Theodore Thompson, Of Counsel at Stinson LLP

This vendor-facing guidance is significant because it shows HHS is not just managing AI internally; it is actively shaping the market for AI solutions in federal health by signaling what it will and will not accept. Companies that build AI tools without these governance features in mind may find themselves unable to compete for federal contracts, even if their technology works well in other sectors .

What Does This Mean for the Broader AI Governance Debate?

HHS's approach offers a practical case study in how large federal agencies can implement AI governance without waiting for comprehensive national legislation. Rather than treating AI as a future problem, HHS is treating it as an operational reality that requires immediate management. The framework emphasizes executive-level coordination, standardized compliance practices, and clear communication with external vendors about expectations.

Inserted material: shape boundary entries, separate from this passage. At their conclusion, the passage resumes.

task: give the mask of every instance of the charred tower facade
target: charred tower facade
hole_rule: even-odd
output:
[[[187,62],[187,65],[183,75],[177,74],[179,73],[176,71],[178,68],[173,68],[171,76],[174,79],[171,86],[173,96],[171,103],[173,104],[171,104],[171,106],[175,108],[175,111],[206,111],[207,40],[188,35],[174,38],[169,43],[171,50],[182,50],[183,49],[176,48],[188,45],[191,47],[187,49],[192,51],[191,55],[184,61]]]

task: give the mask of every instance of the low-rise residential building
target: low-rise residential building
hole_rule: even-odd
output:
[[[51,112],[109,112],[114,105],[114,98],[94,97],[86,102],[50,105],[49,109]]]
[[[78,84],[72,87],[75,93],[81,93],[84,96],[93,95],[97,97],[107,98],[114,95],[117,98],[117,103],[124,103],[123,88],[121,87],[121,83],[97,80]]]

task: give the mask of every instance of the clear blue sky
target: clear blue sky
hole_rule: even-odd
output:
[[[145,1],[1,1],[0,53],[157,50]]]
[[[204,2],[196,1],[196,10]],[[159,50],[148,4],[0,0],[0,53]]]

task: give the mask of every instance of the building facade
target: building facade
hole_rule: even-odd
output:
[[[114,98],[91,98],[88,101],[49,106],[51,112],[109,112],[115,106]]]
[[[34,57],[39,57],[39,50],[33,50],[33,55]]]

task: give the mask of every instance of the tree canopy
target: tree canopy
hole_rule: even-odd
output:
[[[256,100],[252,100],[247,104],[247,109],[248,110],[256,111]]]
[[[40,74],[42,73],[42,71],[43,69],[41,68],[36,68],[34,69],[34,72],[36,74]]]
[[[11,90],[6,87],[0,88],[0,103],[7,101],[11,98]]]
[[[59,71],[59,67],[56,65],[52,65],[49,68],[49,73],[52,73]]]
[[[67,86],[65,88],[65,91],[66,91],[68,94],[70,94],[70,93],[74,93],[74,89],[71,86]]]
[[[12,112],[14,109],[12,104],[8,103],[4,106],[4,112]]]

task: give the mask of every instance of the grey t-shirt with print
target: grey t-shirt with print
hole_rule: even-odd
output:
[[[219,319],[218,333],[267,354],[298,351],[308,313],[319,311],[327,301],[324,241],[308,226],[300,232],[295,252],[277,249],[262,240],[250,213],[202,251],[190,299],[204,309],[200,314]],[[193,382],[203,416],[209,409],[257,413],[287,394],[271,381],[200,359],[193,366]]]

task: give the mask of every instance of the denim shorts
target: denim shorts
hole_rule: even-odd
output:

This model suggests that federal AI governance may emerge not from a single sweeping law, but from agencies building their own frameworks that eventually converge around common standards. As more federal departments adopt similar approaches, those standards could become de facto national requirements simply because vendors and agencies align around them. The HHS example shows that governance can happen at the implementation level, even while policy makers continue debating broader AI regulation .

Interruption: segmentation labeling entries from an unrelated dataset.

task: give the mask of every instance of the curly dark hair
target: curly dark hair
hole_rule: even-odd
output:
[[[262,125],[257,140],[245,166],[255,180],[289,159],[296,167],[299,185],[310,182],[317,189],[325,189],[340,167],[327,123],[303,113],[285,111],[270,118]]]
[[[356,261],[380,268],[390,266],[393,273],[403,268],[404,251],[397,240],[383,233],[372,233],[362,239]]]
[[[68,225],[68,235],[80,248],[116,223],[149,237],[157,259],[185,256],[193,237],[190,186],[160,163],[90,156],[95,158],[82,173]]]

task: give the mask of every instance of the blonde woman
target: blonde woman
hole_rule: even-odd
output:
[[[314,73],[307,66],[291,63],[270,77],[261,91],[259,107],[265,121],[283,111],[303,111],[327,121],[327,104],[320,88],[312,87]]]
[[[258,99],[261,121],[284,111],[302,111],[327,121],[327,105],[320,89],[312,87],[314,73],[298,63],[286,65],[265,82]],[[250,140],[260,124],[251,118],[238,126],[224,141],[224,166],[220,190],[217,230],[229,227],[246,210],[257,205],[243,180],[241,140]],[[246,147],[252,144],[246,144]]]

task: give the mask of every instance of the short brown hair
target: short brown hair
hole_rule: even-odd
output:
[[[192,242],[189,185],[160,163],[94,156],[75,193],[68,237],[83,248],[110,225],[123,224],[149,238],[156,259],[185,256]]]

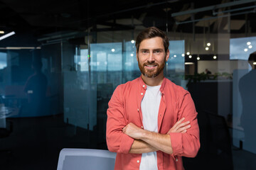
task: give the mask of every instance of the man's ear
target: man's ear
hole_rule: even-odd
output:
[[[170,57],[170,51],[168,49],[166,51],[166,62],[167,62],[167,60],[169,60],[169,57]]]

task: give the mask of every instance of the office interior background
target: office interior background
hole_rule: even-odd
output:
[[[0,169],[56,169],[63,148],[107,149],[108,101],[140,76],[134,40],[156,26],[170,41],[165,76],[191,94],[198,113],[201,147],[185,169],[256,169],[255,8],[1,0]]]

The stakes are high. HHS oversees agencies that make decisions affecting millions of Americans' health outcomes. AI tools that help FDA reviewers evaluate drug safety or help NIH researchers identify promising treatment approaches could save lives. But AI systems that embed bias, fail silently, or are deployed without proper oversight could cause real harm. By establishing governance structures now, HHS is trying to capture the benefits of AI while managing the risks, setting a template that other federal agencies may follow as they navigate their own AI adoption challenges.